Dans ce contexte, quelques conseils peuvent aider les entreprises en se concentrant sur les indicateurs de compromission les plus pertinents pour détecter et répondre aux menaces.

Cela implique de commencer non par les flux de renseignements externes, mais par les données générées par son infrastructure interne.

Pour James Carder, RSSI de LogRythm, « la meilleure source de renseignement sur les menaces, ce sont vos propres données Il faut donc une infrastructure de surveillance appropriée, pour être capable de collecter des adresses IP, des noms de domaines malicieux, des empreintes de fichiers et autres indicateurs de compromission liés aux attaques au sein de son organisation.

Il faut aussi utiliser ces informations pour rapidement identifier des attaques comparables par la suite. L’objectif est d’avoir les contrôles nécessaires pour identifier menaces attendues et inattendues et corréler ces comportements avec les menaces déjà connues.

Mieux vaut donc se concentrer sur des volumes de données limités, mais qui aideront à répondre à des questions telles que « et donc ? », pour pouvoir identifier les menaces concernant effectivement son organisation.

Une approche centrée sur les risques

Pour réussir, il faut commencer par connaître les cibles potentielles – là où se trouvent les ressources les plus précieuses – et savoir comment elles sont protégées. Quitte à adopter la perspective de l’attaquant.

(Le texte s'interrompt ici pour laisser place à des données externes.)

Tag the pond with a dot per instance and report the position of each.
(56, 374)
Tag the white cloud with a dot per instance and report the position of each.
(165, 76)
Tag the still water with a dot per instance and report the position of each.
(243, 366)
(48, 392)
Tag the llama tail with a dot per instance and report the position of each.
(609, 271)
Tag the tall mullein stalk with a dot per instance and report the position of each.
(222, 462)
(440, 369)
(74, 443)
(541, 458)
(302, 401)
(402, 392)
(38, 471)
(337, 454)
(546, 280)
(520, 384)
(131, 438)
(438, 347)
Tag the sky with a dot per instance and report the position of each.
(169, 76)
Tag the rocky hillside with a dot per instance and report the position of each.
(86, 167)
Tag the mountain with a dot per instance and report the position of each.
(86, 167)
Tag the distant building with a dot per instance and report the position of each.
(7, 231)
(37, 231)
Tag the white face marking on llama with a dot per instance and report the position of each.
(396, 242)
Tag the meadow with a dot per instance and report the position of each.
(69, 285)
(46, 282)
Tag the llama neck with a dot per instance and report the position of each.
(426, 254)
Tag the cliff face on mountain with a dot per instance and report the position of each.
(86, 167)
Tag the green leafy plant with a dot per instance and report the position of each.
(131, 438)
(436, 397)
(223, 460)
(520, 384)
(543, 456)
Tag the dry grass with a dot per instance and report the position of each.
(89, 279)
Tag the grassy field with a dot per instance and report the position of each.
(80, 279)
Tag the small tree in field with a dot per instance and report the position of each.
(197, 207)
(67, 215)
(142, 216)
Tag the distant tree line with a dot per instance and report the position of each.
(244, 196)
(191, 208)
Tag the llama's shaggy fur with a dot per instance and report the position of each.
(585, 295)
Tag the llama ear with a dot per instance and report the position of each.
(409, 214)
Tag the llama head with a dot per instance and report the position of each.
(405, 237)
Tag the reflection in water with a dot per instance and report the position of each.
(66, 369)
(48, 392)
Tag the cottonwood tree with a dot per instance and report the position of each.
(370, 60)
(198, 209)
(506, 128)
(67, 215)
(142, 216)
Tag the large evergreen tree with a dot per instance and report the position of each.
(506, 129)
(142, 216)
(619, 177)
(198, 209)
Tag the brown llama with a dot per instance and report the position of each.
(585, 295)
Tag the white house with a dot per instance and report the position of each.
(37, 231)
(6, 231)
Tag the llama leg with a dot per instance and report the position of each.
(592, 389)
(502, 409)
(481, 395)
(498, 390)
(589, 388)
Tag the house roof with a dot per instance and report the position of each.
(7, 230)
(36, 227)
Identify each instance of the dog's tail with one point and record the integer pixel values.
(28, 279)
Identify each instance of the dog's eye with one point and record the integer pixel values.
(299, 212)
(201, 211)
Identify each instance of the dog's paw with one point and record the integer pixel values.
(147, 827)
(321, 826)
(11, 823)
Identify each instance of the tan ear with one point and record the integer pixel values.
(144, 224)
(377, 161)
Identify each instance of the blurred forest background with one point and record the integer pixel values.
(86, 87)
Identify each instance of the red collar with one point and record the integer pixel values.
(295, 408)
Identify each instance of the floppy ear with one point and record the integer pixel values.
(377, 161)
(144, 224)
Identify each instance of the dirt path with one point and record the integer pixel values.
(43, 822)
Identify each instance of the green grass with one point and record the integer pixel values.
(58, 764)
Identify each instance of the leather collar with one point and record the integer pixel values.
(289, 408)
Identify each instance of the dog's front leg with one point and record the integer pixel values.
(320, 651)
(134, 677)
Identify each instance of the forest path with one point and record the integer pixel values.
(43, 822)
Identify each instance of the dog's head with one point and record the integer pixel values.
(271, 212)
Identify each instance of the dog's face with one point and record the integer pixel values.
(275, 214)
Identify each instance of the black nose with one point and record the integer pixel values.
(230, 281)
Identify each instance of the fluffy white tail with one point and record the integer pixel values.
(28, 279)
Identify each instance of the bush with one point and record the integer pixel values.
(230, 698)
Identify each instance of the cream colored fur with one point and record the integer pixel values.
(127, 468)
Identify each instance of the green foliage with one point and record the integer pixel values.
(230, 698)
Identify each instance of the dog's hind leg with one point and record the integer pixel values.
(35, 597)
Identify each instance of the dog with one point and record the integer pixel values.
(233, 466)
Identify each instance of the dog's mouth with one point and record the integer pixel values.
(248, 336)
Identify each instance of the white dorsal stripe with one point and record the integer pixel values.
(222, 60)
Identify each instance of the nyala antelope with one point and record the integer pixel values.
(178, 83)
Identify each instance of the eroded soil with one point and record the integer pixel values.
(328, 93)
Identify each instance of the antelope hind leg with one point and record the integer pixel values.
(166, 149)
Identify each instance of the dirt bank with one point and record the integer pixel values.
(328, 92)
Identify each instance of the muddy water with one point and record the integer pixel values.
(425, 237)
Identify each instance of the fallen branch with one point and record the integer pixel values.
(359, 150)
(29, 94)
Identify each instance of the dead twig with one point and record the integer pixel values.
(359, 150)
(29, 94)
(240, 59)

Car pour que le renseignement sur les menaces porte véritablement ses fruits, il est nécessaire d’avoir une fine compréhension des risques qui concernent l’entreprise. De fait, certaines menaces sont sans intérêt parce qu’elles ne concernent aucun actif de l’organisation.

Et surtout, il convient - pour éviter la surchauffe - de démarrer modestement, sur les éléments et les périmètres les plus critiques en cherchant à retirer quelques premiers succès, comme la capacité à anticiper un événement qui aurait pu survenir, ou simplement de démontrer qu’il aurait pu survenir.